A quick search found this;
http://www.galottery.com/gen/aboutUs/faq.jsp#1
Q.Why is the Cash Option different than the advertised Jackpot?
A.The Georgia Lottery Corporation advertises its jackpots at the estimated 26-year annuity value for Mega Millions. When players choose the annuity option on their prize, the Georgia Lottery pays the prize out over 26 years by buying U.S. Government Treasury Securities, which earn interest and mature annually over the time period. That annual return is the amount winners receive each year for the 26 year period. With Cash Option, the Lottery takes the amount of money that would have been invested and pays it directly to the winner in one payment. Both payment options have federal and state taxes deducted from them.

Not clearly specific but seems to support your claim. The "Georgia Lottery for Education Act" doesn't define it either.
http://www.galottery.com/uploads/LotteryReportList/LotteryReport/1/LotteryforEducationAct.pdf

If you have anything more specific I would like to know. I would expect it to be in line with other states so I would accept that also.
 
The Georgia Lottery Corp. Annual Reportpdf gives the breakdown of where your money from lottery ticket sales goes.

I'm having a hard time reading that but the graph on page 5 seems to support you. However, this is all games combined including scratch & win. The large proportion of payouts on scratch & win are free tickets or null result wins and total sales volume outstrips lottery sales. If you average in a lot of null result wins (100% payouts on individual sales) in the total average you would expect it to increase the total payout as a percentage. Since payment is required to be in the form another ticket but is must be rang up as another sale it can increase apparent payouts significantly.

Consider a single sale where the buyer wins a free ticket 3 times in a row (not unusual). Now off of that one sale 4 apparent sales are created. That's a 75% payout averaged in that pie chart. So then how does the overall average remain so close to 50%?

To see it more clearly consider a set of 20 sequential $1 tickets.
Suppose we have 14 losers, 5 free tickets, and one $5 winner.

[Real sales]
Real sales = $15 because five were free.
Real payout = $5 because free tickets only cost them a piece of paper.
Real payout % = 33%

[Apparent sales]
Apparent sales = $20 (Clerks are required to ring up all tickets free or not)
Apparent payout = $10 (5 payed in free ticket, $5 payed in wins)
Apparent payout % = 50%

This is tantamount to printing your own money and hiding it in a numbers game with null sales. So if in fact payouts on regular lottery is ~50% scratch & win can't pay as claimed and maintain the overall 50% statistics as published. If the real scratch & win payout is as claimed they must reduce the actual cost to payout on lottery to maintain the overall 50%. If done in lottery it can only occur through the reduced cost of buying bonds.
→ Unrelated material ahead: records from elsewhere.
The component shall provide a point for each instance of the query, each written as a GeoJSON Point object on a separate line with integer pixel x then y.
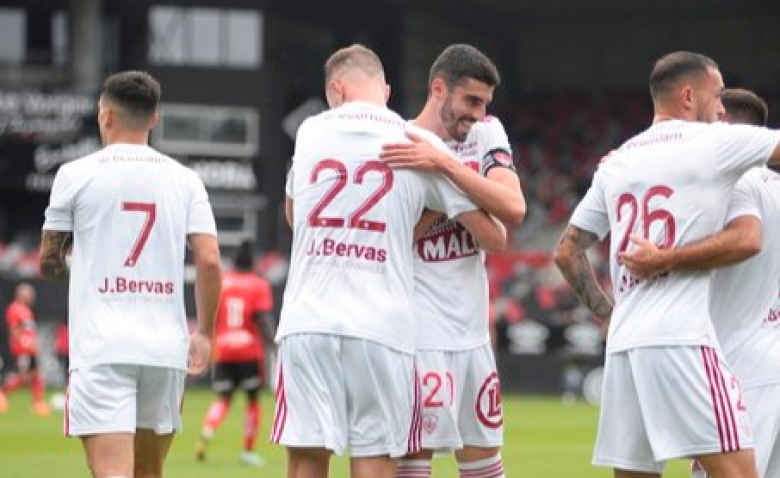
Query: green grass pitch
{"type": "Point", "coordinates": [543, 438]}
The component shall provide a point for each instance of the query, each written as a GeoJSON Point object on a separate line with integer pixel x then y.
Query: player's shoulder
{"type": "Point", "coordinates": [490, 126]}
{"type": "Point", "coordinates": [427, 135]}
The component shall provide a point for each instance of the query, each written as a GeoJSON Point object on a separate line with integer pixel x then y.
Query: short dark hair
{"type": "Point", "coordinates": [671, 68]}
{"type": "Point", "coordinates": [136, 93]}
{"type": "Point", "coordinates": [353, 56]}
{"type": "Point", "coordinates": [459, 62]}
{"type": "Point", "coordinates": [243, 259]}
{"type": "Point", "coordinates": [745, 106]}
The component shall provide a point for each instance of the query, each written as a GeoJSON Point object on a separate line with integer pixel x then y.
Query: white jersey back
{"type": "Point", "coordinates": [353, 222]}
{"type": "Point", "coordinates": [744, 294]}
{"type": "Point", "coordinates": [451, 283]}
{"type": "Point", "coordinates": [670, 184]}
{"type": "Point", "coordinates": [130, 209]}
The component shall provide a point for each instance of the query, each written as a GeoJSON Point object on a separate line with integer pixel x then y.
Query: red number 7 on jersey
{"type": "Point", "coordinates": [150, 209]}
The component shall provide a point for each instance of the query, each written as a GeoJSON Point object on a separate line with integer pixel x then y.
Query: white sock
{"type": "Point", "coordinates": [413, 469]}
{"type": "Point", "coordinates": [491, 467]}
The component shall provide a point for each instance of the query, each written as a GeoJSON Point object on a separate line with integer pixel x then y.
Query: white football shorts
{"type": "Point", "coordinates": [461, 399]}
{"type": "Point", "coordinates": [662, 403]}
{"type": "Point", "coordinates": [343, 393]}
{"type": "Point", "coordinates": [764, 405]}
{"type": "Point", "coordinates": [117, 398]}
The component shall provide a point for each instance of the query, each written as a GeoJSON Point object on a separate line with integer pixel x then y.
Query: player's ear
{"type": "Point", "coordinates": [687, 96]}
{"type": "Point", "coordinates": [438, 87]}
{"type": "Point", "coordinates": [334, 93]}
{"type": "Point", "coordinates": [155, 119]}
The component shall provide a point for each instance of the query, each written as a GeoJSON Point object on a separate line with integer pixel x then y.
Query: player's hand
{"type": "Point", "coordinates": [200, 353]}
{"type": "Point", "coordinates": [419, 154]}
{"type": "Point", "coordinates": [643, 259]}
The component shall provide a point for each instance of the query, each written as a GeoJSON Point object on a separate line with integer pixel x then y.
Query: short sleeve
{"type": "Point", "coordinates": [443, 196]}
{"type": "Point", "coordinates": [591, 213]}
{"type": "Point", "coordinates": [495, 141]}
{"type": "Point", "coordinates": [743, 200]}
{"type": "Point", "coordinates": [201, 216]}
{"type": "Point", "coordinates": [741, 147]}
{"type": "Point", "coordinates": [59, 213]}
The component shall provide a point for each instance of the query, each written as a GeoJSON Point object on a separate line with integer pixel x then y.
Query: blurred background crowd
{"type": "Point", "coordinates": [238, 76]}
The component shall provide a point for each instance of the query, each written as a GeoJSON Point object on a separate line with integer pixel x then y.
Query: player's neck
{"type": "Point", "coordinates": [127, 137]}
{"type": "Point", "coordinates": [428, 119]}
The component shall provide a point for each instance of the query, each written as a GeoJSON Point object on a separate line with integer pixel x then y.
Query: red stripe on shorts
{"type": "Point", "coordinates": [415, 431]}
{"type": "Point", "coordinates": [731, 419]}
{"type": "Point", "coordinates": [721, 404]}
{"type": "Point", "coordinates": [280, 413]}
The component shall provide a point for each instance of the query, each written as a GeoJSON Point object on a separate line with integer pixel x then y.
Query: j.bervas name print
{"type": "Point", "coordinates": [123, 285]}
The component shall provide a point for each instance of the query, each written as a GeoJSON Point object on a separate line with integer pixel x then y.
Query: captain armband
{"type": "Point", "coordinates": [497, 157]}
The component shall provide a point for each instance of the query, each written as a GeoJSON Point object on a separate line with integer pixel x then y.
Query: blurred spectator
{"type": "Point", "coordinates": [23, 340]}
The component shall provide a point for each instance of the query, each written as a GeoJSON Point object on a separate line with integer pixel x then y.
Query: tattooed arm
{"type": "Point", "coordinates": [54, 245]}
{"type": "Point", "coordinates": [571, 258]}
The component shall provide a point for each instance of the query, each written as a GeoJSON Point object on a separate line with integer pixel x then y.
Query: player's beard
{"type": "Point", "coordinates": [457, 127]}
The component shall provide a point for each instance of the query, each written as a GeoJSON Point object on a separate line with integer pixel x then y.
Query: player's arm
{"type": "Point", "coordinates": [288, 210]}
{"type": "Point", "coordinates": [571, 258]}
{"type": "Point", "coordinates": [499, 193]}
{"type": "Point", "coordinates": [427, 220]}
{"type": "Point", "coordinates": [739, 241]}
{"type": "Point", "coordinates": [774, 159]}
{"type": "Point", "coordinates": [52, 262]}
{"type": "Point", "coordinates": [208, 286]}
{"type": "Point", "coordinates": [489, 232]}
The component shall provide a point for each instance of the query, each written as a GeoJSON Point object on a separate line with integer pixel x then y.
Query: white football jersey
{"type": "Point", "coordinates": [743, 294]}
{"type": "Point", "coordinates": [353, 223]}
{"type": "Point", "coordinates": [450, 279]}
{"type": "Point", "coordinates": [130, 209]}
{"type": "Point", "coordinates": [670, 184]}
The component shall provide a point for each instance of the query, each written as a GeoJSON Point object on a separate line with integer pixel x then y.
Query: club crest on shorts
{"type": "Point", "coordinates": [488, 406]}
{"type": "Point", "coordinates": [430, 422]}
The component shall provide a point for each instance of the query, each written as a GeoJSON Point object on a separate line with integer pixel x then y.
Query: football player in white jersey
{"type": "Point", "coordinates": [744, 295]}
{"type": "Point", "coordinates": [131, 213]}
{"type": "Point", "coordinates": [667, 391]}
{"type": "Point", "coordinates": [458, 374]}
{"type": "Point", "coordinates": [347, 330]}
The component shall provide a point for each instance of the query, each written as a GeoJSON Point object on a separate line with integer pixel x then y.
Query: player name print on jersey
{"type": "Point", "coordinates": [123, 285]}
{"type": "Point", "coordinates": [331, 247]}
{"type": "Point", "coordinates": [447, 240]}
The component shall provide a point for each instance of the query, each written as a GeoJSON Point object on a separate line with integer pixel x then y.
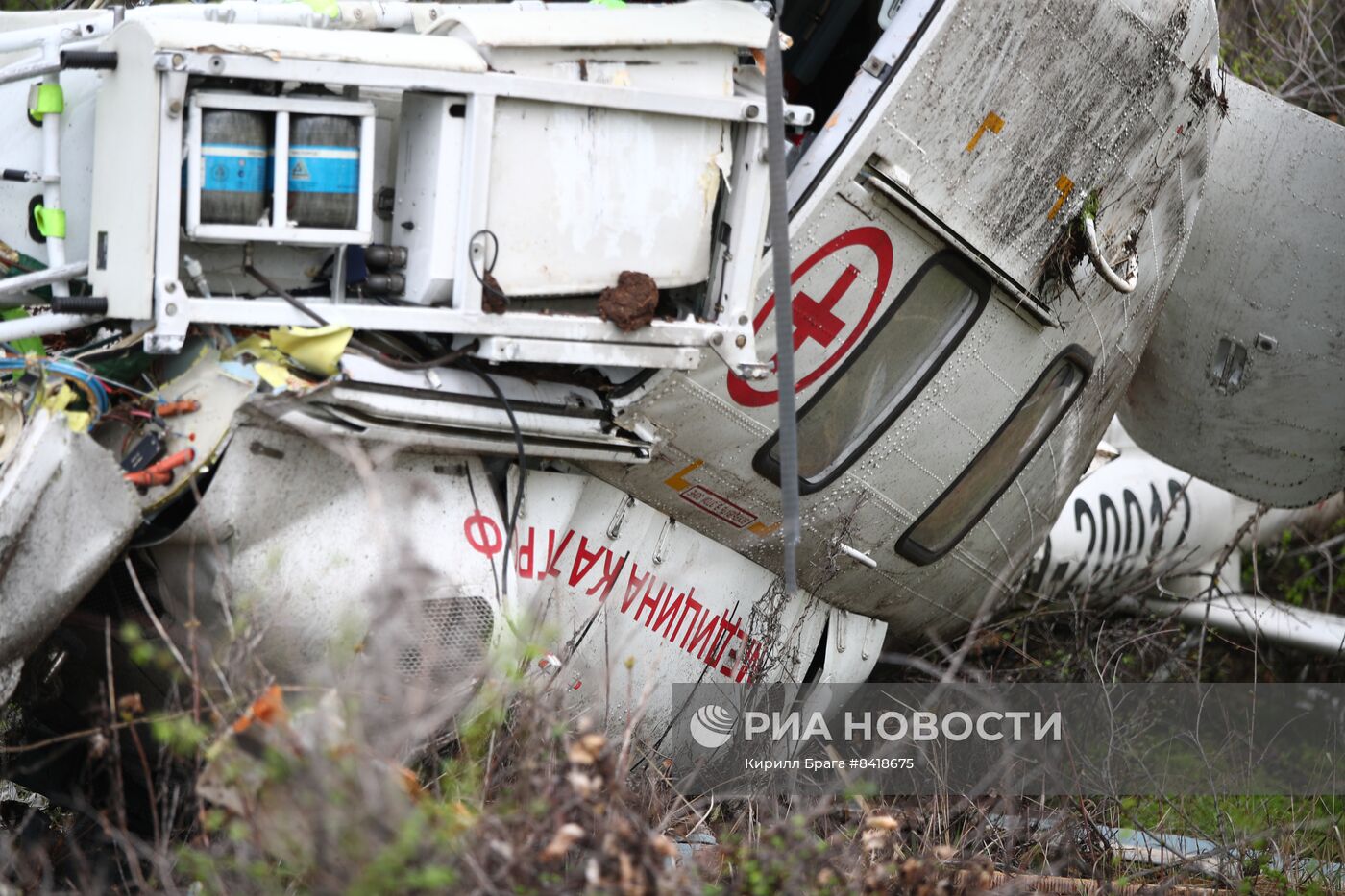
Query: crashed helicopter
{"type": "Point", "coordinates": [470, 304]}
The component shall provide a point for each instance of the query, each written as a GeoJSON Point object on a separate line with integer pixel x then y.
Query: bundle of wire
{"type": "Point", "coordinates": [77, 376]}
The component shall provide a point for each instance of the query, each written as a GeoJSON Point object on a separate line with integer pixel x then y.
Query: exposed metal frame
{"type": "Point", "coordinates": [515, 335]}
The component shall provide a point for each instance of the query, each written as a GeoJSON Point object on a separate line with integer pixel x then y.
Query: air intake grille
{"type": "Point", "coordinates": [450, 641]}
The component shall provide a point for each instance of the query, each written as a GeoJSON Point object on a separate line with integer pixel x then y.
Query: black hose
{"type": "Point", "coordinates": [80, 304]}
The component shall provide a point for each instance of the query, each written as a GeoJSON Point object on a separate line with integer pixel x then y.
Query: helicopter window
{"type": "Point", "coordinates": [885, 372]}
{"type": "Point", "coordinates": [964, 503]}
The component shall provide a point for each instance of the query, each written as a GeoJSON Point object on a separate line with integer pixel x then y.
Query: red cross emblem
{"type": "Point", "coordinates": [819, 327]}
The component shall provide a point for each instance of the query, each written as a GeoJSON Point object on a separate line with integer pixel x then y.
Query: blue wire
{"type": "Point", "coordinates": [69, 372]}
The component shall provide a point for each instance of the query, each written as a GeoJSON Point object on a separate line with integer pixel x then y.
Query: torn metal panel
{"type": "Point", "coordinates": [318, 44]}
{"type": "Point", "coordinates": [1241, 381]}
{"type": "Point", "coordinates": [64, 516]}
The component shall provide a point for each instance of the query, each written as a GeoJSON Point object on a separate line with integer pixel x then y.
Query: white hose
{"type": "Point", "coordinates": [43, 326]}
{"type": "Point", "coordinates": [23, 282]}
{"type": "Point", "coordinates": [1113, 280]}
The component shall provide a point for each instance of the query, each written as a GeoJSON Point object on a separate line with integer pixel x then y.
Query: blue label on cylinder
{"type": "Point", "coordinates": [323, 170]}
{"type": "Point", "coordinates": [232, 168]}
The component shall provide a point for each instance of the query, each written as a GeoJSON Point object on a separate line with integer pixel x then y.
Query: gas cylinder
{"type": "Point", "coordinates": [234, 163]}
{"type": "Point", "coordinates": [323, 171]}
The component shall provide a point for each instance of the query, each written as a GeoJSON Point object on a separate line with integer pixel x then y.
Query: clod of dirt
{"type": "Point", "coordinates": [629, 304]}
{"type": "Point", "coordinates": [494, 302]}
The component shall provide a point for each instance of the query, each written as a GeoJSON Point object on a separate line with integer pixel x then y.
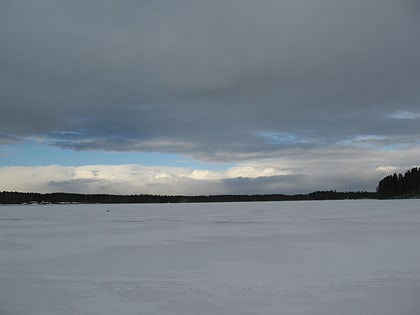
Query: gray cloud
{"type": "Point", "coordinates": [209, 78]}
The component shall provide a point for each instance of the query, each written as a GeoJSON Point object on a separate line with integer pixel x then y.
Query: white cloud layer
{"type": "Point", "coordinates": [336, 169]}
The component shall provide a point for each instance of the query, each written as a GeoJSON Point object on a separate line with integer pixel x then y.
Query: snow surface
{"type": "Point", "coordinates": [317, 257]}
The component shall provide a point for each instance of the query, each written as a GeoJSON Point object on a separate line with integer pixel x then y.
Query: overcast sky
{"type": "Point", "coordinates": [204, 97]}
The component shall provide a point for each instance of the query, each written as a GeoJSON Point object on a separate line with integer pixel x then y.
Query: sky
{"type": "Point", "coordinates": [207, 97]}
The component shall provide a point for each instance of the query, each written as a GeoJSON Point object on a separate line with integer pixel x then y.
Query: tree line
{"type": "Point", "coordinates": [400, 185]}
{"type": "Point", "coordinates": [7, 197]}
{"type": "Point", "coordinates": [392, 186]}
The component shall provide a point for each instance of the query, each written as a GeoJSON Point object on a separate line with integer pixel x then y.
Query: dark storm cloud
{"type": "Point", "coordinates": [209, 77]}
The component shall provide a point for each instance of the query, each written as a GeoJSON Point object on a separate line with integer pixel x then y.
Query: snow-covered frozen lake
{"type": "Point", "coordinates": [316, 257]}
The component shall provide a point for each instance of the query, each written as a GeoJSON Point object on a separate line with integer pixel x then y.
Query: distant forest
{"type": "Point", "coordinates": [55, 198]}
{"type": "Point", "coordinates": [393, 186]}
{"type": "Point", "coordinates": [400, 185]}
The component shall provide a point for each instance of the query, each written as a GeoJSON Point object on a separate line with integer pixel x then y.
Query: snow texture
{"type": "Point", "coordinates": [317, 257]}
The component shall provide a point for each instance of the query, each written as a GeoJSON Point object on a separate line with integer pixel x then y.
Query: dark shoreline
{"type": "Point", "coordinates": [60, 197]}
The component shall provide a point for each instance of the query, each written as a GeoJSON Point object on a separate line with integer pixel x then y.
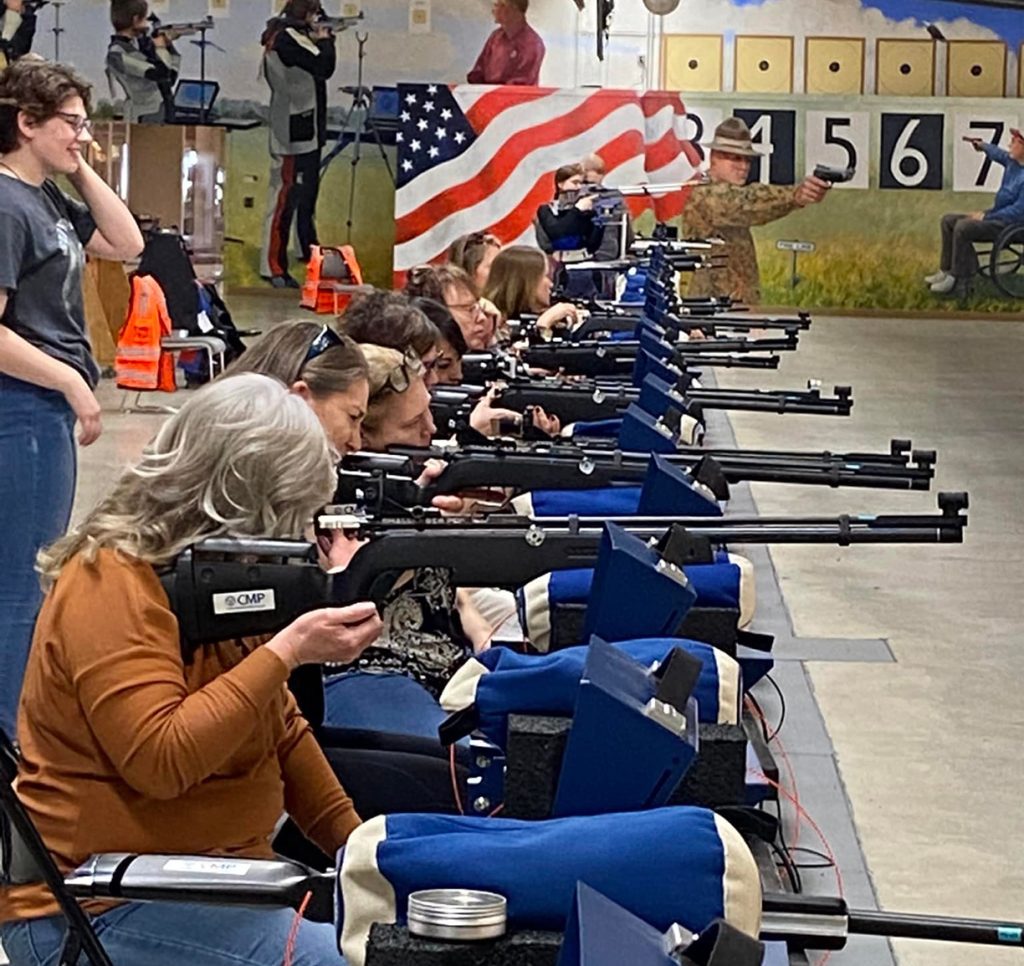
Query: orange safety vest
{"type": "Point", "coordinates": [139, 362]}
{"type": "Point", "coordinates": [328, 267]}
I suppose they can make the legal argument if done through bond purchases that the winners can in fact receive the money as promised. This is tantamount to my original claim. It's also tantamout to collecting bond interest up front from winners and using it to cover all the money they printed themselves while the winner must wait on the bonds to mature to get the promised 50%.

If there is a simpler explanation of what they are really doing to meet legal payout requirements where is it?
 
Skip past the fluff at the beginning and down to the real report. On page 21 they give the actual ticket sales and the number of those that are prize tickets (about 7%). It appears that they deduct the prize tickets from ticket revenues and don't count them as prizes. (Otherwise there could be 222 million that just slipped into someone's pocket :()

Prizes as a percentage of net ticket sales is about 61%.